For outsiders, the second-half slump is much more acute. There are at least four possible explanations:
- Outsiders are given more latitude by boards to take rapid writedowns, allowing companies to show an early appearance of financial success.
- Through a burst of acquisition activity, outsiders generate rapid results that cannot be sustained.
- Outsiders lose momentum because they do not plan to stay in their positions as long as insiders do.
- Most outsiders actually do shake up the organization, initially creating beneficial change, but face a greater burden than insiders in sustaining the results because of the absence of internal support networks.
Whatever the explanation, the second-half slump takes a more profound toll on outsiders than insiders. Outsiders face a much greater — and an increasing — probability of being fired. (See Exhibit 13.)

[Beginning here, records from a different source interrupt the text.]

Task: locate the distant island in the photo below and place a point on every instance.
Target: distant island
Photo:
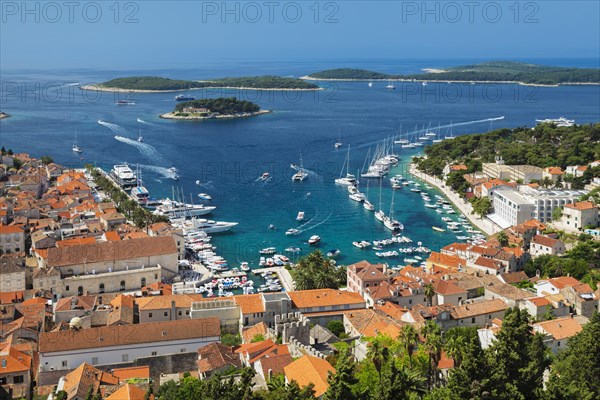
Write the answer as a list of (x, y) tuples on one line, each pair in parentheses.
[(219, 108), (151, 84), (495, 71)]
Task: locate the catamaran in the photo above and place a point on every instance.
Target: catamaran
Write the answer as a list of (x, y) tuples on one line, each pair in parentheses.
[(300, 175), (349, 179)]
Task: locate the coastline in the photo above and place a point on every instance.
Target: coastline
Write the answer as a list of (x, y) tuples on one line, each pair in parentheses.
[(171, 115), (465, 207), (96, 88), (310, 78)]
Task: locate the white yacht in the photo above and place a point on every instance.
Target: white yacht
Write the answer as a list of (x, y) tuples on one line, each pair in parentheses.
[(349, 179), (124, 175), (175, 209)]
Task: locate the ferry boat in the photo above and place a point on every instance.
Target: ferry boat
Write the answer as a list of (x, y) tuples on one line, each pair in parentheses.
[(562, 121), (124, 176), (184, 97)]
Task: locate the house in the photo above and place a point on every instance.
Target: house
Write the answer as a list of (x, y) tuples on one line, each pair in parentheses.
[(83, 379), (12, 274), (12, 239), (582, 299), (558, 331), (216, 357), (62, 350), (544, 245), (364, 275), (579, 215), (130, 392), (553, 173), (308, 369), (15, 372)]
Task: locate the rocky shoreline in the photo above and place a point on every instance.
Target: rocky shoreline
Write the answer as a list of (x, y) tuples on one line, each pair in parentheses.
[(171, 115)]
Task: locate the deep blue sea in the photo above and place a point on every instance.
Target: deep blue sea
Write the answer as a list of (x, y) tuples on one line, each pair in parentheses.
[(227, 157)]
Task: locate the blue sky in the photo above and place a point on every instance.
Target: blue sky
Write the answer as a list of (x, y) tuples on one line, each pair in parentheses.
[(168, 34)]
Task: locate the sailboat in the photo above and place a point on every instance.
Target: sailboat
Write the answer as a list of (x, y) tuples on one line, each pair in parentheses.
[(300, 175), (339, 143), (140, 137), (76, 148), (379, 214), (349, 179), (389, 221), (367, 204)]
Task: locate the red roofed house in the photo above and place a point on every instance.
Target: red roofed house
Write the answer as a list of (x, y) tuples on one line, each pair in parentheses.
[(541, 245), (581, 214)]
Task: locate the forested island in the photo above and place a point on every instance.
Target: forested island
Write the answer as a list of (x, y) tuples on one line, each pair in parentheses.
[(219, 108), (160, 84), (495, 71), (546, 145)]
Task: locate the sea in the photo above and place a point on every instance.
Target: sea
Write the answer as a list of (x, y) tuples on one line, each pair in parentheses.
[(225, 158)]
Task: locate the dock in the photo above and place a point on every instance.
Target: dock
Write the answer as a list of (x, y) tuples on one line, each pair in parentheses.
[(285, 278)]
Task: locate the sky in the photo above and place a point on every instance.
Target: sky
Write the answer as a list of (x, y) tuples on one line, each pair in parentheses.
[(162, 34)]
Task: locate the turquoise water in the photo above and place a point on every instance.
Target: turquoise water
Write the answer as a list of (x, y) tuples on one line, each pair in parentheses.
[(228, 156)]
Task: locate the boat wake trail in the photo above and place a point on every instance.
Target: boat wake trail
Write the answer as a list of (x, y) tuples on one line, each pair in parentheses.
[(113, 127), (165, 172), (141, 121), (145, 149)]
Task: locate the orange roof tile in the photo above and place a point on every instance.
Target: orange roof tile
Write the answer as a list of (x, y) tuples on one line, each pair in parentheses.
[(308, 369)]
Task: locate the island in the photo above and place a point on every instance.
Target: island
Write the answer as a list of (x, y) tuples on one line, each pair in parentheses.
[(488, 72), (219, 108), (151, 84)]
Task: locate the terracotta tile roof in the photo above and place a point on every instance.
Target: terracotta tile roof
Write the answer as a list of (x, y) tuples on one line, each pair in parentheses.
[(540, 301), (114, 335), (75, 303), (250, 303), (324, 298), (309, 369), (258, 329), (8, 229), (164, 302), (563, 281), (79, 381), (447, 288), (129, 392), (581, 205), (123, 374), (108, 251), (275, 363), (479, 308), (545, 241), (15, 360), (216, 356), (561, 328)]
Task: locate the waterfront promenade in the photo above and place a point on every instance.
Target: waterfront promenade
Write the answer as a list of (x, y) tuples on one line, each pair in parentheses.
[(462, 204)]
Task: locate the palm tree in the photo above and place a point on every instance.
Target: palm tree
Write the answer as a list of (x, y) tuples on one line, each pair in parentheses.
[(379, 356), (409, 338), (429, 292)]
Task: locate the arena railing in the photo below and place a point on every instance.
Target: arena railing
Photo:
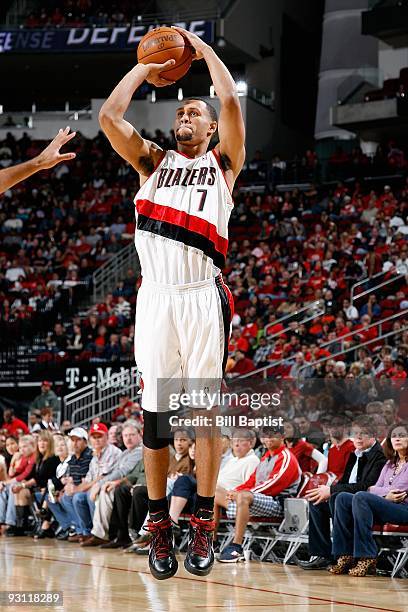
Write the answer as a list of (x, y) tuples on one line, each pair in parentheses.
[(19, 11), (352, 348), (352, 333), (96, 400), (107, 276), (319, 305), (372, 289)]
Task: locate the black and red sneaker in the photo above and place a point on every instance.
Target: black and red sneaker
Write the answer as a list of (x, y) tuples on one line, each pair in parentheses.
[(162, 559), (200, 554)]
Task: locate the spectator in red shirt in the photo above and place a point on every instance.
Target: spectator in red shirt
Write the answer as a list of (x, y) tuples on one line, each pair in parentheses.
[(363, 332), (306, 454), (12, 424), (341, 447), (277, 476)]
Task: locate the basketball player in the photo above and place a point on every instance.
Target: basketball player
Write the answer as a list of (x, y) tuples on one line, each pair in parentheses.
[(183, 309), (48, 158)]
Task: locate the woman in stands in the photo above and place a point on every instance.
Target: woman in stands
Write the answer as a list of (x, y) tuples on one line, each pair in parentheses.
[(7, 510), (54, 484), (44, 469), (306, 454), (184, 490), (384, 502)]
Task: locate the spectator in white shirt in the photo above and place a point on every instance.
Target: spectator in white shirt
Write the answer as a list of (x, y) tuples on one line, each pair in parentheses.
[(238, 468)]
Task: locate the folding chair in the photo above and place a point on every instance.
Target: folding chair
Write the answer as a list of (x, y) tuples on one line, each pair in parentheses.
[(401, 532), (295, 525)]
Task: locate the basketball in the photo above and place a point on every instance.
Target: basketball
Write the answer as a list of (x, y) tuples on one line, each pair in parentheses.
[(162, 44)]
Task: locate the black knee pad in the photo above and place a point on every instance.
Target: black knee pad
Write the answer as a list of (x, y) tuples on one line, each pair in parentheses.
[(156, 429)]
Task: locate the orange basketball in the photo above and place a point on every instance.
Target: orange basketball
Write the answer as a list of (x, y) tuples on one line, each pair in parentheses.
[(162, 44)]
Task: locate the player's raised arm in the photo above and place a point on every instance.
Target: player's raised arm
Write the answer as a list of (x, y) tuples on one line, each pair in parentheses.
[(231, 128), (48, 158), (124, 138)]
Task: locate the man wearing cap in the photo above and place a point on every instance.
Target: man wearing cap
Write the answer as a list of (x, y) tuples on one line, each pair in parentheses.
[(104, 461), (46, 399), (78, 467), (277, 476), (12, 424), (132, 438)]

The risk outsiders face is also evident in the length of their tenure. Globally, their service as CEO lasts some three years less than that of insiders. When broken out, Europe seems to be different: Insiders and outsiders average about the same tenure. (See Exhibit 14.)
The portrait of CEO tenure drawn from this data appears to be that outsiders come on extremely strong, are unable to uphold their early promise, and are more likely to generate disaffection among shareholders and dismissals by boards. In other words, the choice of an outsider is a high-risk gamble. Although, on average, the likeliest scenario is that shareholders will be no better off with an insider than with an outsider, outside appointees definitely do generate better returns in the earlier portion of their tenure. But there is also a greater-than-average chance the outsider will be asked to resign early — putting the company through additional, and probably unnecessary, rounds of turmoil.
This picture clarifies a challenge to boards. In appointing an outsider, directors must take pains to help the CEO sustain his or her performance, primarily by helping the leader build support and knowledge networks and create enhanced capabilities throughout the organization. For outsider CEOs — indeed, for all chief executives — it’s imperative to maintain public trust among internal and external constituencies by striking a clear balance between promise and delivery.
In the current environment, that means CEOs must emphasize executional discipline over, or at least in tandem with, visionary boldness. But when growth and its inescapable companion, euphoria, return, leaders will have to strive to set and manage rational expectations among their audiences, or face the ire that clearly attends unmet potential. Although performance matters, our data shows that matching (and ideally exceeding) market norms in a region over the longer term secures a better future than engaging in numbers games with financial analysts and the business media. That argues in favor of company leaders’ holding themselves to a standard, such as top-quartile TSR for an industry, rather than specific earnings targets. It also requires leaders to consistently explain these benchmarks and their performance against them in order to establish a context for their stewardship and an ongoing rationale for the company’s strategy.
There was another twist on the insider versus outsider phenomenon in 2002, at least anecdotally: “the return of the Jedi.”
With boards showing a preference for gray hair and long experience over the New Economy emphasis on youthful vision, veteran CEOs came back, on an interim or full-appointment basis, to Bertelsmann and Deutsche Telekom in Germany. The apparent trend continued into 2003 with, for example, former CBS CEO Michael H. Jordan taking the helm at the Electronic Data Systems Corporation when the technology consulting firm’s board dismissed chief executive Richard Brown (himself a former CEO) after four years on the job.